7.4 Occupancy Label Availability
| Dataset | Occ3D | OpenOccupancy | Native Occ |
|---|---|---|---|
| nuScenes | Yes (0.4m) | Yes (0.2m) | No |
| Waymo | Yes (0.05m) | No | No |
| Argoverse 2 | No | No | 4D Occ Forecasting task |
| KITTI | No (some third-party) | No | No |
7.5 Strategy for Airside World Model Pre-Training
Why pre-train on public road datasets?
Airside environments (taxiways, aprons, runways) share structural similarities with road driving:
- Vehicles navigating defined pathways
- Pedestrian/worker interactions
- Static infrastructure (buildings, signs, markings)
- Weather and lighting variation
However, key differences exist:
- Different vehicle types (aircraft, GSE, tugs)
- Non-standard road geometry (wide aprons, no lane markings in many areas)
- Different speed profiles and dynamics
- Unique objects (jetbridges, fuel trucks, baggage carts)
Recommended pre-training approach
Primary pre-training dataset: nuScenes + Occ3D-nuScenes
- Best community tooling and devkit support
- 360-degree sensor coverage matches airside needs
- Occupancy labels enable volumetric scene understanding
- Radar data is unique to nuScenes -- useful for airside all-weather operation
- Manageable download size (~300 GB)
Scale up with Waymo perception data
- 6x more annotated frames than nuScenes
- Denser LiDAR provides richer geometric supervision
- Occ3D-Waymo has 10x finer voxel resolution
- Larger investment in download/storage (~1.5 TB)

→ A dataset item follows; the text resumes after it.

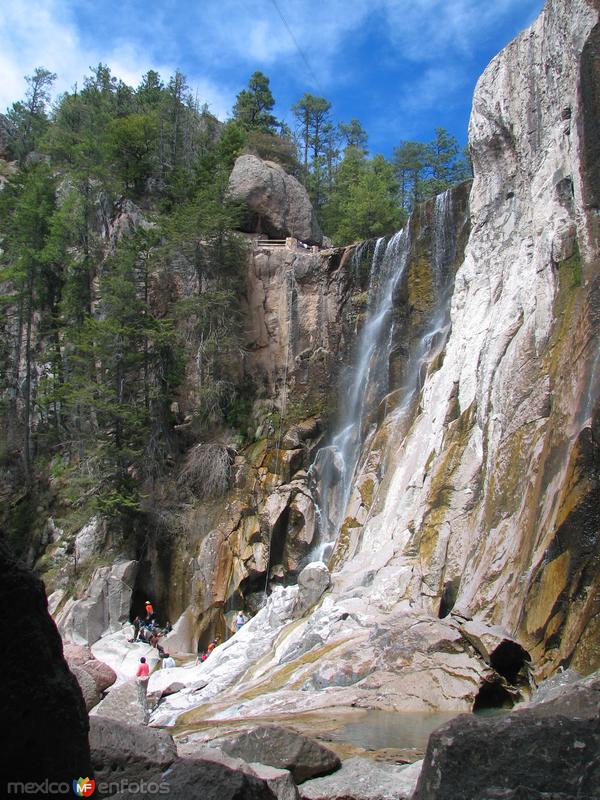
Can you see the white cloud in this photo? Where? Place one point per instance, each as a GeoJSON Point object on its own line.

Self-supervised pre-training with Argoverse 2 LiDAR dataset
- 20,000 unannotated sequences (5 TB) for contrastive/masked pre-training
- No annotation labels needed for self-supervised approaches
- Large-scale point cloud forecasting pre-training
Motion/planning with Waymo Motion + nuPlan
- 103k+ scenarios for trajectory prediction pre-training
- nuPlan for closed-loop planning evaluation
- Transfer learned motion priors to airside vehicle planning
Baseline validation with KITTI
- Compare pre-trained model quality against published baselines
- Verify that fine-tuning pipeline works on a well-understood dataset
Practical pre-training pipeline
Phase 1: Self-supervised pre-training
- Argoverse 2 LiDAR (20k sequences, unlabeled)
- Masked autoencoding / point cloud prediction
- Learn general 3D scene representations
Phase 2: Supervised perception pre-training
- nuScenes + Occ3D labels (occupancy prediction)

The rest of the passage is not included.